Successful close-quarters handling only ends when you walk away from a securely tied boat. As such, learning the art of line handling is as critical as knowing how to control and maneuver the boat.
It is important to note that this article is not about dockline selection. I am assuming that you have the appropriate type, diameter and length of lines for your boat, so I’m focusing on the safest and most effective way of handling those lines. The guidance presented here is intended for a boat operated by two people (a captain and a mate) when approaching a marina with staff to assist with lines.
Knowing the conditions of your docking arrangement ahead of arrival is the first step. Boats are tied quite differently to different types of piers. Knowing which condition you will be encountering will allow you—ahead of arrival at the marina—to have lines of the proper length positioned around the boat where they will be needed. A boater could encounter as many different scenarios in docking as there are waters to boat on.
The first decision to make is which end of the line you are going to give to the dockhand. Professional captains with crew will say that you should give the loop end of the line to the dockhand, who can put it around a cleat or piling while the crew adjusts the length of the line and secures it to the boat. This is technically the best method, because you maintain control of the boat.

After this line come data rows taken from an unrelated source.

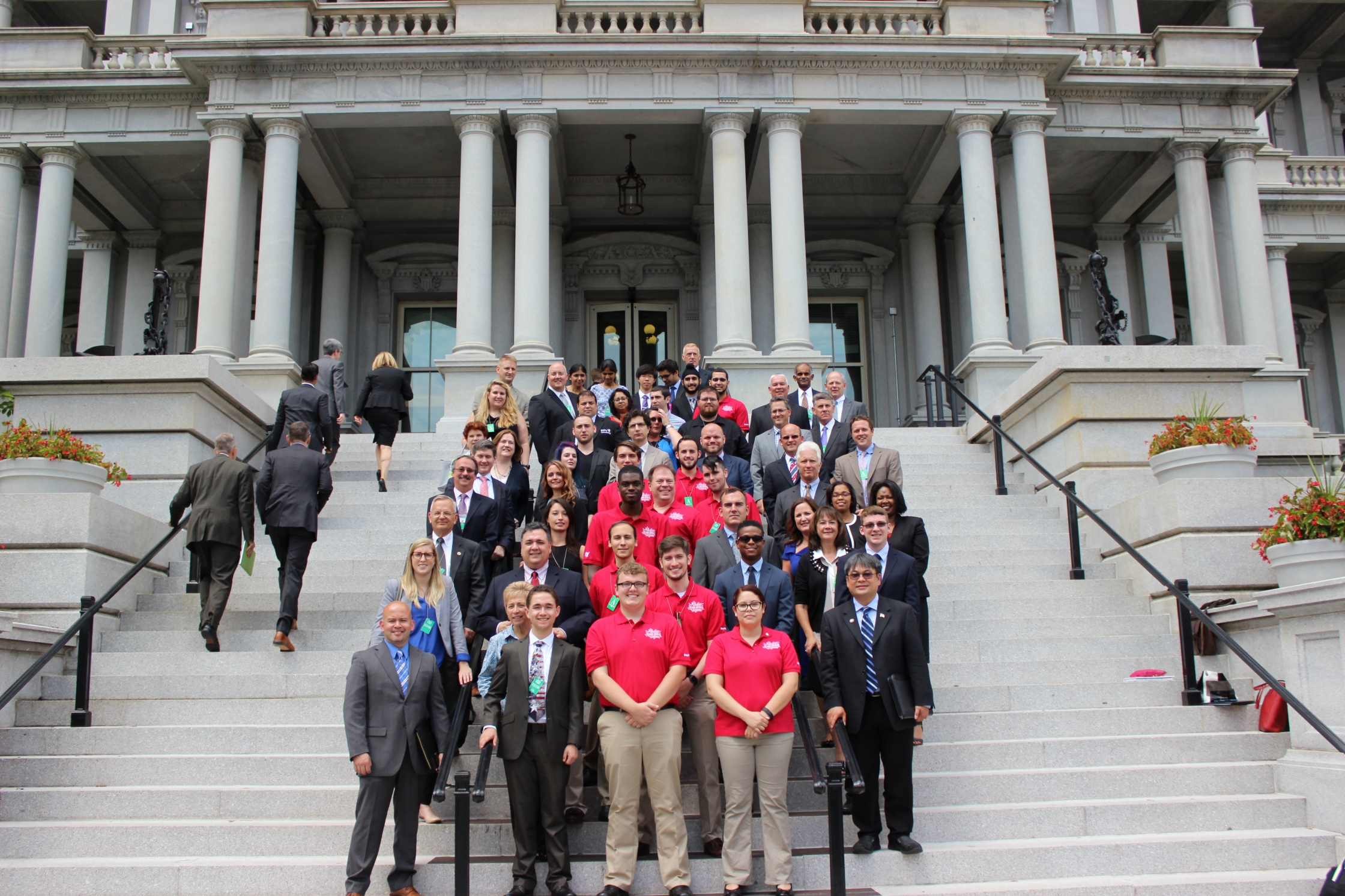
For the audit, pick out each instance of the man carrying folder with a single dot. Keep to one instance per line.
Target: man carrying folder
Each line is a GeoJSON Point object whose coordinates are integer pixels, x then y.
{"type": "Point", "coordinates": [876, 683]}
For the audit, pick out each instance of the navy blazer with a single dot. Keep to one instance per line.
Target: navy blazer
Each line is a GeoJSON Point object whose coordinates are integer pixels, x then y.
{"type": "Point", "coordinates": [775, 585]}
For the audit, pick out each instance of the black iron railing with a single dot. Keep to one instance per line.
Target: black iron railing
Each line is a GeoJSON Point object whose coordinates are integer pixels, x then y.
{"type": "Point", "coordinates": [1186, 609]}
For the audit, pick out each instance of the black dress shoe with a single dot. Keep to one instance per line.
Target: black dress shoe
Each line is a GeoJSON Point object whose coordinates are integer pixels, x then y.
{"type": "Point", "coordinates": [866, 844]}
{"type": "Point", "coordinates": [903, 844]}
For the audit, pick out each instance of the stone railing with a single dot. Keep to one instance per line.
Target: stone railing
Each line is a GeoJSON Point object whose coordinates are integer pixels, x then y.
{"type": "Point", "coordinates": [666, 19]}
{"type": "Point", "coordinates": [912, 19]}
{"type": "Point", "coordinates": [382, 19]}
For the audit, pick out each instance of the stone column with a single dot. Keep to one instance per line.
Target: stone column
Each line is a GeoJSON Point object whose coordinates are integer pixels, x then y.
{"type": "Point", "coordinates": [1245, 215]}
{"type": "Point", "coordinates": [245, 269]}
{"type": "Point", "coordinates": [1197, 234]}
{"type": "Point", "coordinates": [93, 289]}
{"type": "Point", "coordinates": [1282, 307]}
{"type": "Point", "coordinates": [50, 247]}
{"type": "Point", "coordinates": [276, 249]}
{"type": "Point", "coordinates": [985, 275]}
{"type": "Point", "coordinates": [790, 261]}
{"type": "Point", "coordinates": [1158, 286]}
{"type": "Point", "coordinates": [220, 241]}
{"type": "Point", "coordinates": [142, 254]}
{"type": "Point", "coordinates": [732, 278]}
{"type": "Point", "coordinates": [531, 234]}
{"type": "Point", "coordinates": [1036, 230]}
{"type": "Point", "coordinates": [339, 227]}
{"type": "Point", "coordinates": [23, 263]}
{"type": "Point", "coordinates": [475, 224]}
{"type": "Point", "coordinates": [11, 191]}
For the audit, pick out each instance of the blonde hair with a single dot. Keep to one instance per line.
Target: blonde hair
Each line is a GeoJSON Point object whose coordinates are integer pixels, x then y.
{"type": "Point", "coordinates": [436, 578]}
{"type": "Point", "coordinates": [509, 414]}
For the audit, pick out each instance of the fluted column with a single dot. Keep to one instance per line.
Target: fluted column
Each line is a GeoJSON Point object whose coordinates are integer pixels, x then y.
{"type": "Point", "coordinates": [475, 226]}
{"type": "Point", "coordinates": [985, 274]}
{"type": "Point", "coordinates": [1197, 235]}
{"type": "Point", "coordinates": [50, 247]}
{"type": "Point", "coordinates": [94, 283]}
{"type": "Point", "coordinates": [531, 234]}
{"type": "Point", "coordinates": [732, 277]}
{"type": "Point", "coordinates": [276, 249]}
{"type": "Point", "coordinates": [790, 260]}
{"type": "Point", "coordinates": [220, 241]}
{"type": "Point", "coordinates": [1254, 292]}
{"type": "Point", "coordinates": [11, 191]}
{"type": "Point", "coordinates": [1036, 230]}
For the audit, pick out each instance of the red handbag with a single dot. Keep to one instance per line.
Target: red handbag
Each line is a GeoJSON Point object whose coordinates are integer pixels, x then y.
{"type": "Point", "coordinates": [1274, 711]}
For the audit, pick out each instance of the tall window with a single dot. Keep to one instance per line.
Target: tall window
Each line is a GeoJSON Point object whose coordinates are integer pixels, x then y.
{"type": "Point", "coordinates": [428, 332]}
{"type": "Point", "coordinates": [836, 328]}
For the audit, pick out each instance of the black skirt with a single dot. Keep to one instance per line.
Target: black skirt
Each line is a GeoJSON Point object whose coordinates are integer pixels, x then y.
{"type": "Point", "coordinates": [385, 421]}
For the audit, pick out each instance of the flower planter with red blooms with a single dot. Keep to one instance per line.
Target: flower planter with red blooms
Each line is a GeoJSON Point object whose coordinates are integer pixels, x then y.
{"type": "Point", "coordinates": [52, 461]}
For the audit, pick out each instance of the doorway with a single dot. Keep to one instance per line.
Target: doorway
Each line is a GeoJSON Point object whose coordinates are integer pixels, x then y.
{"type": "Point", "coordinates": [632, 331]}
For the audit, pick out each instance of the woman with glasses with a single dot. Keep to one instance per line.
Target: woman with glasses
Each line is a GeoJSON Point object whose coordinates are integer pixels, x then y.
{"type": "Point", "coordinates": [436, 629]}
{"type": "Point", "coordinates": [752, 673]}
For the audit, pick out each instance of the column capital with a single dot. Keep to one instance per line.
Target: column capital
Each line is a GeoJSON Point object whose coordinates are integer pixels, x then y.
{"type": "Point", "coordinates": [338, 218]}
{"type": "Point", "coordinates": [477, 122]}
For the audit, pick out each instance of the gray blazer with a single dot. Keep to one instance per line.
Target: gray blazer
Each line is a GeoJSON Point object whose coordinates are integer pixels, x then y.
{"type": "Point", "coordinates": [449, 613]}
{"type": "Point", "coordinates": [379, 720]}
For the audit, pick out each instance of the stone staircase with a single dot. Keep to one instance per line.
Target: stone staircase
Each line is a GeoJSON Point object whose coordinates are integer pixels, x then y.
{"type": "Point", "coordinates": [1044, 770]}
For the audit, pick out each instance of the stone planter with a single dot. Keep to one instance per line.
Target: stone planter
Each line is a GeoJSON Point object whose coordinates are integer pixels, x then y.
{"type": "Point", "coordinates": [1305, 562]}
{"type": "Point", "coordinates": [1204, 463]}
{"type": "Point", "coordinates": [38, 475]}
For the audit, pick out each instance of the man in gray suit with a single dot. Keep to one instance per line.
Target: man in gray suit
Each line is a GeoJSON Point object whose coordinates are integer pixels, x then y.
{"type": "Point", "coordinates": [331, 382]}
{"type": "Point", "coordinates": [393, 700]}
{"type": "Point", "coordinates": [220, 495]}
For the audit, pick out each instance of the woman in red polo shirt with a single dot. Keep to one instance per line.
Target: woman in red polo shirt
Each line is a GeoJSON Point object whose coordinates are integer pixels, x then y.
{"type": "Point", "coordinates": [752, 673]}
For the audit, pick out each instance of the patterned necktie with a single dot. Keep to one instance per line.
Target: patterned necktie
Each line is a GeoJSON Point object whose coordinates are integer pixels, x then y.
{"type": "Point", "coordinates": [537, 685]}
{"type": "Point", "coordinates": [871, 678]}
{"type": "Point", "coordinates": [402, 672]}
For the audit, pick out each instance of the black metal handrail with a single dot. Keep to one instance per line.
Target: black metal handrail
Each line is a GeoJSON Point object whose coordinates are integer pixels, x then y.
{"type": "Point", "coordinates": [1184, 601]}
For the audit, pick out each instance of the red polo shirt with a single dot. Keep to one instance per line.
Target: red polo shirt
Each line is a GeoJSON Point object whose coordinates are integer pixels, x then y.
{"type": "Point", "coordinates": [603, 588]}
{"type": "Point", "coordinates": [752, 673]}
{"type": "Point", "coordinates": [708, 514]}
{"type": "Point", "coordinates": [698, 612]}
{"type": "Point", "coordinates": [650, 528]}
{"type": "Point", "coordinates": [636, 655]}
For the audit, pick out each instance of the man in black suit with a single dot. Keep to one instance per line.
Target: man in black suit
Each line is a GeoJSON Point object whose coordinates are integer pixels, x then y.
{"type": "Point", "coordinates": [220, 493]}
{"type": "Point", "coordinates": [307, 403]}
{"type": "Point", "coordinates": [549, 410]}
{"type": "Point", "coordinates": [544, 680]}
{"type": "Point", "coordinates": [760, 419]}
{"type": "Point", "coordinates": [292, 489]}
{"type": "Point", "coordinates": [864, 643]}
{"type": "Point", "coordinates": [575, 612]}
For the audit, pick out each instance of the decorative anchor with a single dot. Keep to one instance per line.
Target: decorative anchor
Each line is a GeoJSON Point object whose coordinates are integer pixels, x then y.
{"type": "Point", "coordinates": [156, 335]}
{"type": "Point", "coordinates": [1113, 317]}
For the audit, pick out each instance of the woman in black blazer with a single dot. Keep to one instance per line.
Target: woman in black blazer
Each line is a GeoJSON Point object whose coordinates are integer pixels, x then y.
{"type": "Point", "coordinates": [382, 401]}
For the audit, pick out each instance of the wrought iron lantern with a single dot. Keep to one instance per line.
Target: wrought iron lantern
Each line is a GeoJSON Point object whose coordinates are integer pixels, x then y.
{"type": "Point", "coordinates": [630, 186]}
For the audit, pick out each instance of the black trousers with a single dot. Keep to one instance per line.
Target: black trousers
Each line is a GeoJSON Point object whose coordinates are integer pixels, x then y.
{"type": "Point", "coordinates": [292, 546]}
{"type": "Point", "coordinates": [537, 812]}
{"type": "Point", "coordinates": [370, 817]}
{"type": "Point", "coordinates": [219, 562]}
{"type": "Point", "coordinates": [880, 739]}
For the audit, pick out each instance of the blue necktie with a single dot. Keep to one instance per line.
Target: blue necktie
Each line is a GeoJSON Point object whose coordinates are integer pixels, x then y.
{"type": "Point", "coordinates": [402, 673]}
{"type": "Point", "coordinates": [871, 678]}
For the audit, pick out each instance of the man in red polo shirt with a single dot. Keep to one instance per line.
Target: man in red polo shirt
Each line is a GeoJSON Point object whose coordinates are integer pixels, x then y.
{"type": "Point", "coordinates": [701, 616]}
{"type": "Point", "coordinates": [638, 658]}
{"type": "Point", "coordinates": [650, 528]}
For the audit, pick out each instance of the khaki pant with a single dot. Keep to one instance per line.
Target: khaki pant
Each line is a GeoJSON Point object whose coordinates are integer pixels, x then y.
{"type": "Point", "coordinates": [651, 756]}
{"type": "Point", "coordinates": [698, 719]}
{"type": "Point", "coordinates": [769, 759]}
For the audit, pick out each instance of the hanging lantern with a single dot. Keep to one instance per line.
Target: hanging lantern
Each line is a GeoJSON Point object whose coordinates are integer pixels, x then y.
{"type": "Point", "coordinates": [630, 187]}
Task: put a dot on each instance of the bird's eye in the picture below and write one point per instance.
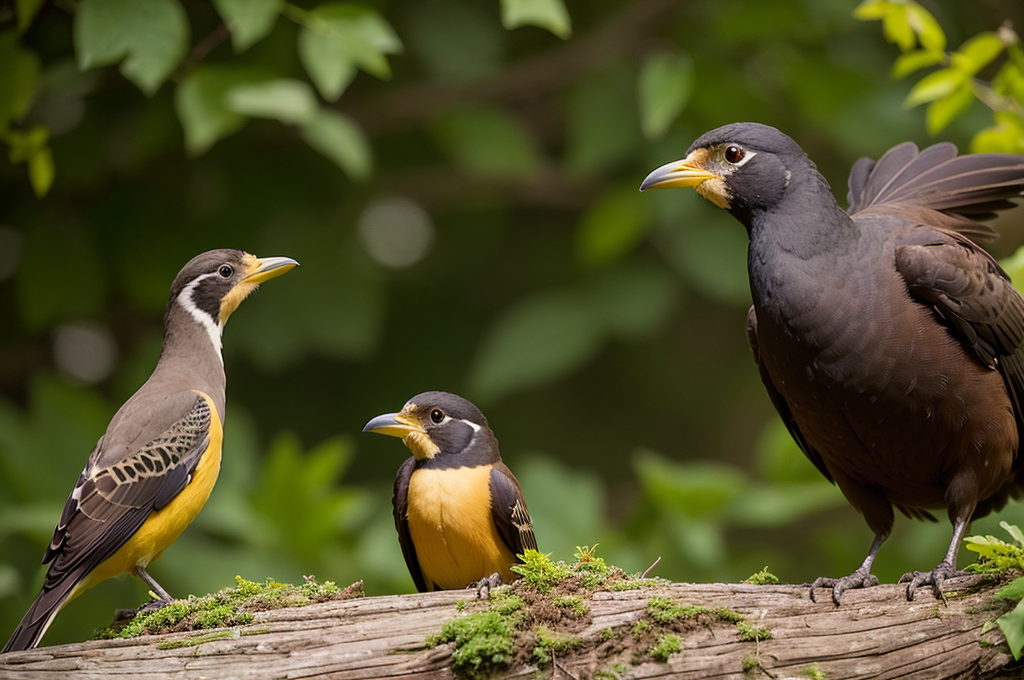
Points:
(733, 154)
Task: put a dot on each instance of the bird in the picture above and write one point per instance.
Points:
(888, 340)
(460, 512)
(155, 466)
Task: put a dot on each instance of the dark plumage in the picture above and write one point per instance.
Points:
(888, 340)
(461, 515)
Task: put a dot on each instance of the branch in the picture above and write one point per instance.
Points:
(876, 634)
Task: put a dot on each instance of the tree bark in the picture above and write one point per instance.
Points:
(875, 634)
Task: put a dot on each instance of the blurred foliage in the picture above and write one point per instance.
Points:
(459, 180)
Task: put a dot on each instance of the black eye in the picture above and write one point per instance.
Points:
(733, 154)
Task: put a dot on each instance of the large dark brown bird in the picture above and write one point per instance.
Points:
(154, 468)
(461, 515)
(889, 341)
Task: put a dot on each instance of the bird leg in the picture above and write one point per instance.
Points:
(945, 569)
(862, 578)
(163, 597)
(483, 586)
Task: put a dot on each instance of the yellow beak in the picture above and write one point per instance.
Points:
(677, 173)
(267, 268)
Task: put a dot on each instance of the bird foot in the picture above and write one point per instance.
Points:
(483, 586)
(935, 578)
(860, 579)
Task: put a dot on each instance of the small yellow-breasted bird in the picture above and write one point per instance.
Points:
(154, 468)
(460, 512)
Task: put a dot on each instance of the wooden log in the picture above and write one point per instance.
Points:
(875, 634)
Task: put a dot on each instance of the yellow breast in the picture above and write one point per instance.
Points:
(166, 524)
(450, 522)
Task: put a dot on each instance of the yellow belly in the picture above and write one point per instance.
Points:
(166, 524)
(450, 522)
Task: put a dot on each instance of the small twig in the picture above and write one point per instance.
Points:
(647, 570)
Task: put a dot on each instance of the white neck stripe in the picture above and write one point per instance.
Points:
(213, 329)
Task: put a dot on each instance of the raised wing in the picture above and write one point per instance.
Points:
(937, 187)
(400, 503)
(508, 508)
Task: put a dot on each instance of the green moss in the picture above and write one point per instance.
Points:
(549, 642)
(229, 606)
(194, 640)
(813, 672)
(483, 643)
(752, 633)
(573, 603)
(668, 644)
(762, 578)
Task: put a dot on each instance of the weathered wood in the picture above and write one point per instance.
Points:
(875, 634)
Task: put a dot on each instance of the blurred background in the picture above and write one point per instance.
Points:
(459, 180)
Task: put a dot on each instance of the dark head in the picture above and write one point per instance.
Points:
(435, 424)
(214, 284)
(742, 167)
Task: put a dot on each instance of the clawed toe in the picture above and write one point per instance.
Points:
(483, 586)
(859, 579)
(935, 579)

However, while it may be the best way, it is also impractical for a cruising couple. One person would have to take the time to adjust and secure each line before moving to the next. The alternative and more common method among recreational boaters is to secure the loop end of the line to the boat and give the working end to the dockhand. Notice that I didn’t say throw; there should be no need to practice your long-distance throwing. Bring the boat close enough to make a light toss or just hand over the line.
To prevent giving control of the boat to marina staff, you need to provide verbal instructions with the line—especially spring lines intended to prevent the boat from moving fore or aft. A spring line will frequently be the first line secured, as it has the ability to serve two functions: Not only will it stop the boat’s movement forward or backward, but it will simultaneously hold the boat close to the pier.
When giving a spring line to a dockhand, explain whether it is an aft or forward spring. An aft spring line goes to the pier in the aft direction from where it is secured to the boat, thereby stopping the boat from moving forward. Conversely, a forward spring goes in the forward direction to the pier from where it is secured to the boat, stopping the boat from moving aft. Without instruction, we frequently have dockhands take the line in the wrong direction.
Also request that the dockhand not secure that spring line until you bring the boat to a stop. If the dockhand attempts to use the spring line to stop the boat for you, the boat will rapidly move closer to the pier in an uncontrolled manner. Your clear request, to not secure the line until you bring the boat to a stop, lets you retain control of when and how quickly the boat makes contact with the pier or pilings.
Bow and stern lines are typically secured last to complete the process. Then come adjustments.
In adjusting the lines, remember that a boat is tied “to” a floating pier and “off of” a fixed pier. It’s OK for the lines to hold a boat and its fenders gently snug to a floating pier, because they will rise and fall together. However, on a fixed pier, the lines should keep the boat from making contact with the pier, because the fixed pier will not move with the boat.
A boat properly handled and tied provides peace of mind and pride in a task well done.